Mengapa Allah menyebut Makkah sebagai Ummul Qura (induk kota-kota)? Mengapa Allah menyebut daerah selain Makkah dengan kalimat “negeri-negeri di sekelilingnya”?
Dipastikan melalui berbagai penemuan mutakhir di abad ini bahwa hal itu terkait dengan pusat bumi dan hal-hal yang mengelilinginya. Kata “Ummul Qura’” berarti induk bagi kota-kota lain, dan kota-kota di sekelilingnya menunjukkan Makkah adalah pusat bagi kota-kota lain, sementara yang lain hanyalah berada di sekelilingnya. Lebih dari itu, kata ummu (ibu) mempunyai arti yang penting di dalam kultur Islam.
Sebagaimana seorang ibu yang menjadi sumber keturunan, maka Makkah juga merupakan sumber dari semua negeri lain. Selain itu, kata “ibu” memberi Makkah keunggulan di atas semua kota lain. Karena Makkah juga disebut Bakkah, tempat di mana umat Islam melaksanakan haji itu, terbukti sebagai tempat yang pertama diciptakan.

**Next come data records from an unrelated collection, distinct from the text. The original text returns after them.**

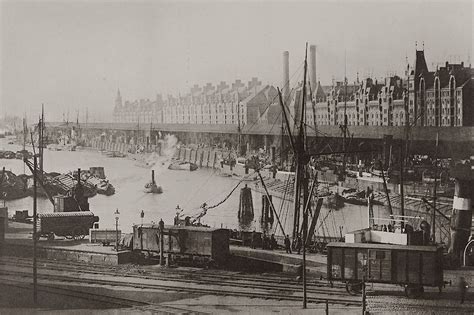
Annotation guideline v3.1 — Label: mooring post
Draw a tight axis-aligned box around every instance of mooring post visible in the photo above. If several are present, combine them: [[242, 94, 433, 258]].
[[362, 278, 367, 315], [159, 219, 165, 266]]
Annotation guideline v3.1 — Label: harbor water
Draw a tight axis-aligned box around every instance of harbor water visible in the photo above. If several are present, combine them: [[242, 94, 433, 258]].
[[0, 139, 387, 237]]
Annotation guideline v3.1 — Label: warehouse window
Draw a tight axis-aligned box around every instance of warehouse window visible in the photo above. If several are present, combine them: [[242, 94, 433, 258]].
[[375, 250, 385, 259]]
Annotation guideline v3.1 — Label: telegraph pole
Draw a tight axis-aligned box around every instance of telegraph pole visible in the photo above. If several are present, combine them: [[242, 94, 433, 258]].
[[33, 154, 38, 305]]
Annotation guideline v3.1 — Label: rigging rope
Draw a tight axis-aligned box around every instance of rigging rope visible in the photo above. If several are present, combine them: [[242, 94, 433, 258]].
[[206, 172, 255, 210]]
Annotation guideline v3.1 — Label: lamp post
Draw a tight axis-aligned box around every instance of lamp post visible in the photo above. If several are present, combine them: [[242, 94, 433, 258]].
[[114, 208, 120, 252]]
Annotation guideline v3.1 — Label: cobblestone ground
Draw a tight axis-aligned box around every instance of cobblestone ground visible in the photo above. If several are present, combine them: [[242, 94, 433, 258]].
[[367, 286, 474, 314]]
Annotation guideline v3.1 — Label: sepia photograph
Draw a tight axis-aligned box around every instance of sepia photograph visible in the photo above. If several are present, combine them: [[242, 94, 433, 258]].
[[0, 0, 474, 315]]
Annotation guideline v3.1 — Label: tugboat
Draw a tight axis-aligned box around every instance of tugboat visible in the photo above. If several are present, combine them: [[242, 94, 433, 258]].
[[145, 170, 163, 194]]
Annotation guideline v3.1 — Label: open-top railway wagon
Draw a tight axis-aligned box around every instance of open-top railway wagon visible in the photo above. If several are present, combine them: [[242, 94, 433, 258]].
[[36, 211, 99, 240], [327, 242, 444, 297], [133, 224, 230, 265]]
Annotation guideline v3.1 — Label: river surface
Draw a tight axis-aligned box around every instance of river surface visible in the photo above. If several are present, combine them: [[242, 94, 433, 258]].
[[0, 139, 387, 236]]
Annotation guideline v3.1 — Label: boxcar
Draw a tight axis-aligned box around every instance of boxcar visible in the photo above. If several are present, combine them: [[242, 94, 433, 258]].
[[36, 211, 99, 239], [327, 243, 444, 297], [133, 224, 230, 264]]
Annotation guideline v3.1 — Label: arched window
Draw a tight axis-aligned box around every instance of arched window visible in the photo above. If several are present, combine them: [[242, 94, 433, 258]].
[[434, 77, 441, 126], [449, 76, 458, 126]]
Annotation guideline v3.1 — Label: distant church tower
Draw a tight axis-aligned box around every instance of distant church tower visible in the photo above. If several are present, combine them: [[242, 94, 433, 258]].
[[115, 89, 122, 109]]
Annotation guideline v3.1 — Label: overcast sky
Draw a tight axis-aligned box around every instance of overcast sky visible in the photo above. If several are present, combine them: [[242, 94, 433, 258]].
[[0, 0, 474, 120]]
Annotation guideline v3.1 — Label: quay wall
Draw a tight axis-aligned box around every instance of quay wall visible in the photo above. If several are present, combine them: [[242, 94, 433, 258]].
[[3, 242, 132, 266]]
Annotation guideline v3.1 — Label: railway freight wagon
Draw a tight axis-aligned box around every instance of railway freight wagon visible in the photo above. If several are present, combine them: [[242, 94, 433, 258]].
[[36, 211, 99, 240], [133, 224, 230, 265], [327, 243, 444, 297]]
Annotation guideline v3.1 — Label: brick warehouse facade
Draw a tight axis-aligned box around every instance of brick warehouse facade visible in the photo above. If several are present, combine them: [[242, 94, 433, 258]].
[[114, 50, 474, 128]]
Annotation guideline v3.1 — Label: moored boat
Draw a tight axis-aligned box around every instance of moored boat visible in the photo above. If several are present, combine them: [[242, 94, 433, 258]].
[[144, 170, 163, 194]]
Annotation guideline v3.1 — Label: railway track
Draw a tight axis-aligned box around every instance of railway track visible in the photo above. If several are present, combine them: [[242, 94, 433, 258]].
[[0, 258, 345, 293], [0, 258, 361, 306]]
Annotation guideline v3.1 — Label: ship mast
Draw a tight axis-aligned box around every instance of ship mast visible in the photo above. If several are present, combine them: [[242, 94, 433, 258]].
[[278, 43, 309, 308], [237, 90, 242, 156], [340, 51, 347, 180]]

Telah menjadi kenyataan ilmiah bahwa bola bumi ini pada mulanya tenggelam di dalam air (samudera yang sangat luas). Kemudian gunung api di dasar samudera meletus dengan keras dan mengirimkan lava dan magma dalam jumlah besar dan membentuk “bukit”. Bukit inilah yang kemudian menjadi tempat Allah memerintahkan untuk menjadikannya lantai dari Ka’bah (kiblat). Batu basal Makkah dibuktikan oleh suatu studi ilmiah sebagai batu paling purba di bumi.
Jika demikian, ini berarti bahwa Allah terus-menerus memperluas dataran ini. Adakah hadits nabi yang menunjukkan fakta mengejutkan ini? Jawabannya adalah “ya!” Nabi bersabda, “Ka’bah itu seperti tanah di atas air, dari tempat itu bumi ini diperluas.”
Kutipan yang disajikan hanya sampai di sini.